In a game of catch-up with One Nation, former leader and co-founder of the Greens, Bob Brown, has declared sections of the wind farm industry are ‘not doing it in the service of the planet’ and are ‘negative’.
One Nation has long pointed out the irony of wind farms causing far more environmental damage than they could ever ‘fix’. Over the last few months, Senator Malcolm Roberts has listened to locals in Ravenshoe, North Queensland, who have expressed environmental concerns about wind farms in their communities.
Australians would be shocked to learn the Daintree Rainforest is being bulldozed to install yet another wind farm to blight the landscape. Where are the Greens on this issue?
At least it appears their past leader, Bob Brown, has joined the chorus of people bitterly opposed to the destruction of rainforests in the pursuit of renewable energy. Bob, of course, is more concerned about the environment than the 300% rise in household electricity costs caused by renewables over the past 20 years.
One Nation is fighting back too. In Victoria, Rikkie-Lee Tyrell has introduced legislation to make solar farms pay a bond for the environmental damage they cause to a landscape once installed.
State Labor governments have stated they support most of these wind farms and oppose our legislation for solar farm bonds in Victoria, but in a glimmer of hope, federal environment minister Tanya Plibersek has indicated a tougher approach to some wind farms, with a Victorian facility recently rejected on environmental grounds.
One Nation knows you can’t pick and choose which wind projects destroy the environment. They all do. We know also these turbines need replacing every 15–20 years. There is no practical means to recycle them, so they end up in landfills.

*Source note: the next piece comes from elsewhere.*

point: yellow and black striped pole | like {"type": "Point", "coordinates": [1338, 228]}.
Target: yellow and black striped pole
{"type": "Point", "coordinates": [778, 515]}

We’re not against renewable technology in principle, provided it’s reliable, affordable, and doesn’t damage the environment or good farming land. But putting all our energy eggs in one basket is dangerous. One Nation supports an energy policy that prioritises affordability over climate, which leverages the advantage of Australia’s abundant natural energy resources like coal, gas and uranium, and ensures energy security with reliable, dispatchable baseload power provided by a wide range of technologies.